In your opinion, why is it so important to incorporate locally-sourced foods into the menu?
Americans tend to have an unhealthy relationship with food — I think mostly because we are so disconnected from our food sources. We’re so fortunate here because our corner of North Carolina is a shining star in the nation in terms of connecting food producers with eaters. So, we take joyful advantage of that and have excellent produce, meats, and seafood brought right to our patients. They can see, taste, talk about it, cook the food, and eat it, too. And, when patients see the gorgeous, fresh vegetables, taste the sweet right-from-the-ground carrots, they gain a deeper awareness of food’s place in life.
To be able to have real conversations about meat is another advantage.

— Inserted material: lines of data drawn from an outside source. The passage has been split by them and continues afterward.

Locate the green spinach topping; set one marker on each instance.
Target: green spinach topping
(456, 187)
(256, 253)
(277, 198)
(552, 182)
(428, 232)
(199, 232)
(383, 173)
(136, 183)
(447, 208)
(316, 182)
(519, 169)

Eating meat is an important and sometimes complicated subject, even more so if you have an eating disorder. By including some of the very best meats from farms and purveyors we know and trust, that we as cooks feel good about cooking and serving, it becomes easier to have those conversations with patients and families in an honest way.
Of course we understand that eating disorders are not just about the food. But, while our clinical and medical teams do the ‘big work’, local fresh food helps us give kids great chances to learn about themselves and their food as they play, question, and face their fears and wonders.
What is your favorite recovery quote?
“I didn’t think I could do this.”
– spoken by many patients at Goodbye Snacks
We trust in the inner core of health and strength in each person who walks through our doors, and finding what a person needs to get to that on their own is the best work we do.
How do you like to spend your free time?
I love learning history, both from books and when wandering places to ‘feel’ it. I also love music of all kinds, but especially traditional music and unaccompanied singing, and am guilty of spontaneous outbursts of totally random song. I also enjoy the company of my lovely grown daughters whenever I can.